A situação é bastante complicada para os cofres públicos. A Prefeitura que hoje já não cumpre nem 10% de repasse da cota patronal está sendo chamada a arcar com valores maiores, com o novo regime. Este deve ser um dos motivos que mais preocupa o Executivo. Ou seja, a Prefeitura não cumpre, hoje, o repasse mensal de perto de R$ 450 mil e ainda paga os atuais aposentados, em cerca de R$ 700 mil/mês.
O anteprojeto coloca duas alternativas principais. Primeira: O Executivo pagaria 28% da folha mensal para arcar com a inclusão dos atuais aposentados ao Fundo de Previdência, os pensionistas e outros 112 servidores que estão por aposentar atualmente. Além disso, a Prefeitura iria repassar 3% da folha, por 34 anos, para amortizar a dívida atual, estimada em R$ 27 milhões.
A segunda alternativa pressupõe que a Prefeitura permanece com o custo dos atuais aposentados e os novos passariam a receber do Fundo de Previdência a ser criado. Ainda assim, os cálculos colocam que a Prefeitura ainda teria que contribuir com 15% da folha e o servidor com 7,5%. Os pensionistas contribuiriam com 3% e a Prefeitura ainda continuaria a recolher 3% para a amortização da dívida. Todos esses valores, expressos no anteprojeto da Previdência, não estão contemplados no próximo Orçamento, acentuando a indefinição sobre o setor.
Vale reforçar que esses cálculos não incluem o custo do atendimento à saúde, através da Unimed. Além de arcar com valores muito acima do estipulado atualmente, a Prefeitura terá discutir com o servidor o financiamento do plano de saúde. O custo médio atual
é de cerca de R$ 500 mil, segundo o superintendente do Seprem, Danilo Campana. Será praticamente impossível para o Município assumir o custo do plano de saúde sem o financiamento do valor pelo servidor.
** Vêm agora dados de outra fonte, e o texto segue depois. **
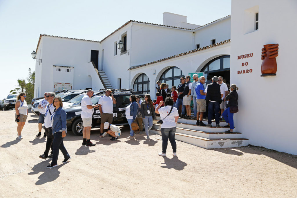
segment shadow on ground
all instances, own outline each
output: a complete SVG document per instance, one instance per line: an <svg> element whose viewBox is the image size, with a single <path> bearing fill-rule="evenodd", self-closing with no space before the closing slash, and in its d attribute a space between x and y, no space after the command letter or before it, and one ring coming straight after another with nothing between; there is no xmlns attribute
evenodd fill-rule
<svg viewBox="0 0 297 198"><path fill-rule="evenodd" d="M185 162L179 160L177 156L173 157L171 159L169 159L167 157L163 157L163 158L164 158L164 163L162 163L162 164L165 164L165 166L161 166L162 168L182 170L187 165Z"/></svg>

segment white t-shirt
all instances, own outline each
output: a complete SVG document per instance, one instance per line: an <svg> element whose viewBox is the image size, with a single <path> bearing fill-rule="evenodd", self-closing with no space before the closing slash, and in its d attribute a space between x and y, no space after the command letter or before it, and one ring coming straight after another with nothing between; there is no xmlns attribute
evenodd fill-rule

Pelos cálculos previstos em relação à Previdência, o Município, que hoje não paga nem R$ 440 mil (10% da cota patronal), está sendo convocado a arcar com R$ 660 mil de repasse para o Fundo de Previdência
(15% da nova cota patronal), R$ 132 mil (3% de amortização da dívida), sem contar cerca de R$ 700 mil do valor pago atualmente ao aposentado. Assim, a Prefeitura está sendo chamada a arcar com R$ 1,5 milhão por mês para colocar em dia a Previdência Municipal e acabar com o histórico calote.